Work Begins on Indonesia’s First and Southeast Asia’s Largest Floating PV Project

published: 2021-08-30 9:30 | editor: | category: News

Reuters and other news agencies reported on August 3 that construction has commenced for the 145MW Cirata floating PV power plant in Indonesia. This project was formally given the go ahead after the Indonesian public utility Perusahaan Listrik Negara (PLN) and UAE-based renewable energy developer Masdar had agreed on the terms of financing. Masdar already signed the PPA for the project with PLN in January 2020. The Cirata floating PV power plant represents the company’s first venture in the Southeast Asian market.

Indonesia’s renewable energy targets are 23% by 2025, 31% by 2030, and net-zero emissions by 2060. An earlier study from the International Renewable Energy Agency (IRENA) claimed that besides reducing air pollution and limiting the effects of climate change, Indonesia could save around US$51.7 billion annually by switching to renewable energies for electricity generation.

Zulkifli Zaini, CEO of PLN, said that construction can immediately begin following the financial close; and with the contributions from all parties involved, the project is expected to be completed on schedule. It should be noted that the Cirata floating PV power plant is not only an important part of Masdar’s global expansion strategy but also a key item in the strategic cooperation between the UAE and Indonesia.

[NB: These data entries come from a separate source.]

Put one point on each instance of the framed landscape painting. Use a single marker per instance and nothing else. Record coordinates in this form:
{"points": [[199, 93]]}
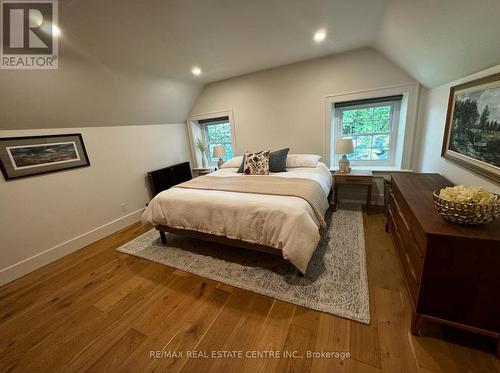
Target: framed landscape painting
{"points": [[472, 131], [35, 155]]}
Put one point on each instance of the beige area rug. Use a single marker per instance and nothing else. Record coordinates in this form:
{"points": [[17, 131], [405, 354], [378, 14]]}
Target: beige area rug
{"points": [[335, 282]]}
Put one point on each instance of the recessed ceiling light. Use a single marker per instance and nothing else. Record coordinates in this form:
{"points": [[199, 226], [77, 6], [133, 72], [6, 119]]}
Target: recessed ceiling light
{"points": [[56, 31], [196, 71], [320, 35]]}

As the project name indicates, the floating PV power plant is located at the Cirata Reservoir in West Java. Once completed, the plant will span an area of 225ha and probably be the largest of its kind in Southeast Asia. The project is also the first of its kind in Indonesia. Masdar is working with PT Pembangkitan Jawa-Bali (PT PJB), a joint venture that it formed with PLN. The plant is set to enter commercial operation in November 2022.

In a separate notice, Masdar said that the financing of the project was arranged through Sumitomo Mitsui Banking Corp., Société Générale, and Standard Charter Bank. The notice also indicated that the construction of the plant has already begun.

Indonesia is made up of thousands of densely populated islands, so it lacks land for accommodating ground-mounted PV power plants. Fortunately, the archipelago has many natural lakes and reservoirs. These places are therefore suitable for the deployment of floating PV systems, thereby avoiding the competition for land with housing, agriculture, and industry. Reuters reported that PLN plans to gradually decommission its coal-fired power plants that currently meet around 60% of the country’s energy demand.